Horstmann grew up in the cosmopolitan, cultivated milieu of the Jewish financial bourgeoisie in Berlin and on the Schwabach family's country estate in Kerzendorf, near Ludwigsfelde. In 1907, her father was raised to the hereditary Prussian nobility by Emperor Wilhelm II, at which point the family surname took on the nobiliary particle von (descending from). Horstmann's father was a member of the Kaiser Wilhelm Society and one of the hundred wealthiest people in the Kingdom of Prussia. Her sister, Vera, married Baron Eduard von der Heydt.

== Adult life ==
Horstmann married the diplomat and art collector Alfred Horstmann, who was of Jewish descent, in 1919. The couple moved to Oslo in 1920, where her husband was stationed as a diplomat, and returned to Berlin the following year. Back in Germany, they lived in a mansion in Berlin, where she managed the household.

Horstmann hosted literary, political, and cultural salons at her country estate. She authored a variety of historical and non-fiction works, including Kein Grund für Tränen and Unendlich viel ist uns geblieben, which documented life during the war.

The British painter John Augustus Edwin painted a portrait of Horstmann around 1922 or 1923. It was auctioned in London at Sotheby's in January 2007. She had previously been painted, in 1921, by the Norwegian artit Edvard Munch. The Berlin City Museum Foundation owns an expressionist portrait bust of Horstmann, created by the sculptor Fritz Huf.
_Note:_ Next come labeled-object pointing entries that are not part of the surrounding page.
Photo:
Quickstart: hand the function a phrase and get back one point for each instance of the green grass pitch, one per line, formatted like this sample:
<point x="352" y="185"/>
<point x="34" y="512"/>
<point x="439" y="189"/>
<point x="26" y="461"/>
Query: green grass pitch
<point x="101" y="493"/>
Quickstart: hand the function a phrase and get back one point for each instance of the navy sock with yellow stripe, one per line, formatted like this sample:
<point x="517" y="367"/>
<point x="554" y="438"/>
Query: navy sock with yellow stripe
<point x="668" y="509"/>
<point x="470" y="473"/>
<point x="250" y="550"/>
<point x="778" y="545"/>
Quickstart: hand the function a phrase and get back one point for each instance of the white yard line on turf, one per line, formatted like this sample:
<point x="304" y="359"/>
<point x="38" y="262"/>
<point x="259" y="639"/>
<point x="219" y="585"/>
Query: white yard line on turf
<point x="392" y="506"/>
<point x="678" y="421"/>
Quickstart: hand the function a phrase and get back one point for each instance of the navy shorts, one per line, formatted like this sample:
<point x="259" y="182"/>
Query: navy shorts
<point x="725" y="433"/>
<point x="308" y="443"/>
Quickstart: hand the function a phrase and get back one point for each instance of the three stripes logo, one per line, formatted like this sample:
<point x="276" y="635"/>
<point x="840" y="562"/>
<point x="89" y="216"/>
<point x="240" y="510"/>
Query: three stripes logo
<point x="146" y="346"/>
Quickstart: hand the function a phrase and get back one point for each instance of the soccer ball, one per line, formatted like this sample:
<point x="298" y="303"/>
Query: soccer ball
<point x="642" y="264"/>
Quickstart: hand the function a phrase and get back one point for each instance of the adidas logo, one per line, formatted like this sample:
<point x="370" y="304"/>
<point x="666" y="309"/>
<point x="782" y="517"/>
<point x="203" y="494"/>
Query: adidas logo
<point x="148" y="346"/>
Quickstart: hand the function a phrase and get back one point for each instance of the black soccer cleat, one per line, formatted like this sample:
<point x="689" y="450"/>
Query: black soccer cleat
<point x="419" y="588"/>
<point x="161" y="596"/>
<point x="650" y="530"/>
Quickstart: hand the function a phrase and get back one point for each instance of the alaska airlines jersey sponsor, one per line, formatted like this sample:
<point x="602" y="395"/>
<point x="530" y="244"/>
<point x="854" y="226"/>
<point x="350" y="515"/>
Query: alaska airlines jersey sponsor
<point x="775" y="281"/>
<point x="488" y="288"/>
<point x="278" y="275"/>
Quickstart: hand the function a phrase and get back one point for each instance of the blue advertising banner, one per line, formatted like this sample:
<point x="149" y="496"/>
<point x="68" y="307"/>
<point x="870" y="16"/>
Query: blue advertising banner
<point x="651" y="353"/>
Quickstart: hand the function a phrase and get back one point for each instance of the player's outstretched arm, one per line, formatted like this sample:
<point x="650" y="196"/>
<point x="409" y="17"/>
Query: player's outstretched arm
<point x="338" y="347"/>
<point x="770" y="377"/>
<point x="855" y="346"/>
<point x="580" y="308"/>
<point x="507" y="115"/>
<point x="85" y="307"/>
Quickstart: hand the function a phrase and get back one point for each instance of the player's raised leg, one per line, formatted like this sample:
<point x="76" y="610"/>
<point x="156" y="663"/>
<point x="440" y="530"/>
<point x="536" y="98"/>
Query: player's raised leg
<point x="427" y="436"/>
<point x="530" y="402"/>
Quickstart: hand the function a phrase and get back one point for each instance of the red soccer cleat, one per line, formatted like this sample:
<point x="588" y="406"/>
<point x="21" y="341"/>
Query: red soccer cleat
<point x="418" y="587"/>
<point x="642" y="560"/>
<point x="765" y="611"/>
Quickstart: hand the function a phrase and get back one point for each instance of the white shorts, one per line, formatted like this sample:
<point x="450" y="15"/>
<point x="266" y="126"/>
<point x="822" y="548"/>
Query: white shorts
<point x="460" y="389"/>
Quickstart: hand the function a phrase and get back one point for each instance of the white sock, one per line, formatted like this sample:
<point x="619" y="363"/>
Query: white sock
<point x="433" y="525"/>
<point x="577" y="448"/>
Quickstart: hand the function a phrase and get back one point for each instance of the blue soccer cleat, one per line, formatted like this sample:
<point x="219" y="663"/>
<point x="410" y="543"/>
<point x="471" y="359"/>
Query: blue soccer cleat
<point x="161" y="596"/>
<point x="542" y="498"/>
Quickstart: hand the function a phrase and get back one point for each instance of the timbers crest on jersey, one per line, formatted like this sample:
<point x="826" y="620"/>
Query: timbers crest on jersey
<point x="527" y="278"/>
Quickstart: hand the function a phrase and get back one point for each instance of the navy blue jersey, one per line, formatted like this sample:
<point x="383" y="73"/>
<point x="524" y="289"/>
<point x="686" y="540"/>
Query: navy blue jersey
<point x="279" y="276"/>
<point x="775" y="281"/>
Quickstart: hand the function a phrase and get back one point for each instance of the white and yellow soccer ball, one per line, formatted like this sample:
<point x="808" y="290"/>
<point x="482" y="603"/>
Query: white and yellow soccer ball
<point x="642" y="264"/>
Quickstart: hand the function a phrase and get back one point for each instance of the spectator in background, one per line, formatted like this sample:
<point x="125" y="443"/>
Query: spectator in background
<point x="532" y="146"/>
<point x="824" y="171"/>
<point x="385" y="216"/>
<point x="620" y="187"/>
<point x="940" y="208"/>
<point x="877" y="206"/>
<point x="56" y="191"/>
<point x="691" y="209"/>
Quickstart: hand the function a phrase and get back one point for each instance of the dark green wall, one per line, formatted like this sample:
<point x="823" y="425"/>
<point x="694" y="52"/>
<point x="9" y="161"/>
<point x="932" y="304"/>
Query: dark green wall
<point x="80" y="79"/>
Her husband was considered a "half-Jew" under Nazi Germany's racial laws, and survived World War II under difficult circumstances. Following the fall of the Nazi regime, the Horstmanns faced persecution and harassment by the Soviets. Following her husband's death in a Gulag in 1947, Horstmann fled to Brazil. As a widow, she was involved with the British barrister Anthony Marreco, the former husband of Lady Ursula Manners. She died in São Paulo in 1954, leaving part of her fortune to Marreco. Her gravesite was later destroyed due to construction on a road.